How many user accounts are in the Entra tenant? How many global administrators? Are there guest accounts with no record of who invited them, shared accounts with no named owner, or accounts for staff who left two years ago? Is MFA enforced or merely enabled? These answers shape everything that follows: the Conditional Access work, the offboarding process, the privilege review. You cannot meaningfully assess the access posture without them.

Infrastructure boundary

Is there on-premise infrastructure? If so, what: a file server, an application server, a managed network device, something older? Is there a network diagram that is less than three years old? Who maintains the physical infrastructure and who has access to it? The boundary between on-premise and cloud is not just a technical question. It is a question about where the risks are and who is responsible for them.

The membership and CRM system

Which system holds the 200,000 member and donor records? Who has administrative access, and is that list current? Where is the data hosted, and in which country? Does a current Data Processing Agreement exist with the vendor? This system is the highest-value data store in the organisation. The answers to these questions determine the priority and shape of the work in the applications section.

Financial systems

What software handles bookkeeping and payment processing? Is it integrated with the CRM, and if so, how? Who has access? Where does the data live?

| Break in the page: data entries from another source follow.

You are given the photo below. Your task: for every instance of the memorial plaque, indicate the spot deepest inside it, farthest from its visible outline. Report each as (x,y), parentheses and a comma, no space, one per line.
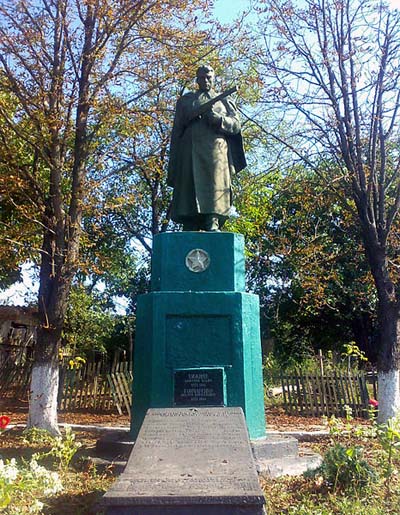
(189,461)
(199,387)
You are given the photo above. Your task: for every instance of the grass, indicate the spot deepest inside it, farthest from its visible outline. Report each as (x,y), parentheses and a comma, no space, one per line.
(84,484)
(314,496)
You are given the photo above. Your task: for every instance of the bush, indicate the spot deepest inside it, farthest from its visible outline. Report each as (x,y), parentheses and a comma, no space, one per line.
(345,468)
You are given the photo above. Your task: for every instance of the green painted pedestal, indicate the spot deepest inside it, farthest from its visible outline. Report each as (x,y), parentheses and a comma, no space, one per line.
(197,334)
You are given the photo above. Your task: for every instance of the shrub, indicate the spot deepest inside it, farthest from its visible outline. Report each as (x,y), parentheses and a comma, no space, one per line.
(345,468)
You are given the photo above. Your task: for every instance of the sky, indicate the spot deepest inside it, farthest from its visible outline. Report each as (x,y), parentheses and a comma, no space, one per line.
(226,11)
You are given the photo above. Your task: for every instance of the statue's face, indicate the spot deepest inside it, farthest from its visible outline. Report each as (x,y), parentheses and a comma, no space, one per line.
(205,80)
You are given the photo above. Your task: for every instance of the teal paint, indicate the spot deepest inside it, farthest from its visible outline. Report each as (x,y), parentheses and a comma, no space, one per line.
(225,273)
(185,327)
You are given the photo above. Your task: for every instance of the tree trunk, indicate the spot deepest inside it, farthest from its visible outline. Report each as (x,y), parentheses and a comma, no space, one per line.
(388,362)
(44,381)
(53,295)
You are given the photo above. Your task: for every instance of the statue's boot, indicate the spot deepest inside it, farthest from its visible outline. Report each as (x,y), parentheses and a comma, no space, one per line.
(211,223)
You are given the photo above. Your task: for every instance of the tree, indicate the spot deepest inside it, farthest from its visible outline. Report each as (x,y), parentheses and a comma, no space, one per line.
(305,262)
(333,73)
(63,64)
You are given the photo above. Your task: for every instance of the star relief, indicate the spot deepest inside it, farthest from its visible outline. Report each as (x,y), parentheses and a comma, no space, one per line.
(197,260)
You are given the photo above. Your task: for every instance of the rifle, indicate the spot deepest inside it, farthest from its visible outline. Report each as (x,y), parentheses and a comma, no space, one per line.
(203,108)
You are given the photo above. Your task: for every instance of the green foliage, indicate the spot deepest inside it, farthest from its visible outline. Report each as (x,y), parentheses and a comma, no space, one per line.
(36,435)
(63,449)
(29,481)
(305,262)
(90,322)
(346,469)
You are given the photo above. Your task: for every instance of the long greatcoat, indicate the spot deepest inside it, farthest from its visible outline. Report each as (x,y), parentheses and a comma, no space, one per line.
(204,158)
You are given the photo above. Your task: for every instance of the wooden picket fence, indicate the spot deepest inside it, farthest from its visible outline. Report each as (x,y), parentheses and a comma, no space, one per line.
(94,386)
(329,393)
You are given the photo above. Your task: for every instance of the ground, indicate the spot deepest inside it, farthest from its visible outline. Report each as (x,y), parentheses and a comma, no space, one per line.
(277,420)
(84,483)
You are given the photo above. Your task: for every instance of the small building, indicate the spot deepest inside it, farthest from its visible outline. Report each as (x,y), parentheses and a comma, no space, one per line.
(17,334)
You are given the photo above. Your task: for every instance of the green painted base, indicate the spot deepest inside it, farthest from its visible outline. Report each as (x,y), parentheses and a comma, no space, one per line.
(198,331)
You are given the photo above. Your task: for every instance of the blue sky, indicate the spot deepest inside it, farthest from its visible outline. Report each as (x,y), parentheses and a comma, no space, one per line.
(227,10)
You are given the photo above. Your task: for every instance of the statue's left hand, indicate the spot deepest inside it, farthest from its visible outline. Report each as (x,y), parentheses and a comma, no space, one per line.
(214,119)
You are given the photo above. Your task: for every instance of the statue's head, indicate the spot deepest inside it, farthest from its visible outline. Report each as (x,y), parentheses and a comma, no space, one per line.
(205,77)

Financial data and donation records attract the same threat actors as the membership data, and the integrations between financial systems and other tools are among the most common sources of undocumented data flows.

HR and provisioning

Which HR system is in use? Does it feed Entra ID automatically, or are joiners and leavers managed manually? Who owns the offboarding process, and is there a process at all? An organisation that has been growing organically may have accumulated a set of informal practices that work most of the time, and that break silently when they do not.

Application inventory

Does an application register exist in any form? What OAuth consent grants are currently active in the M365 tenant, and which applications have delegated permissions? The answers to these questions may surprise you. Applications granted permissions during a campaign three years ago may still be running quietly against current data.

AI adoption

Who is using AI tools, and which ones? What data is going into them? The answers come from conversations, not from a technical audit. People are often willing to share this if the conversation is framed as trying to understand what is useful rather than looking for violations. The answers shape the AI governance work and inform how urgently it is needed.

Security posture baseline

Has there ever been a security incident: a compromised account, a data breach, ransomware, an accidental public share? Have backups ever been tested to confirm they actually restore? Is there a disaster recovery plan, however informal? These questions establish the baseline. An organisation that has had an incident and learnt from it is in a different position from one that has been fortunate so far.

On timing

Not all of these answers will arrive in the first week. Some will take months to surface. A few may still be open at six months, because the person who knows is unavailable, or the vendor is slow to respond, or the system is old enough that the documentation simply no longer exists. That is normal. The goal is not to know everything before starting. It is to know which gaps carry the most risk, and to work those first.

The thing in the basement has been here for twelve years. Nobody knows exactly what it is. The difference between you and your predecessors is that you are going to write that down.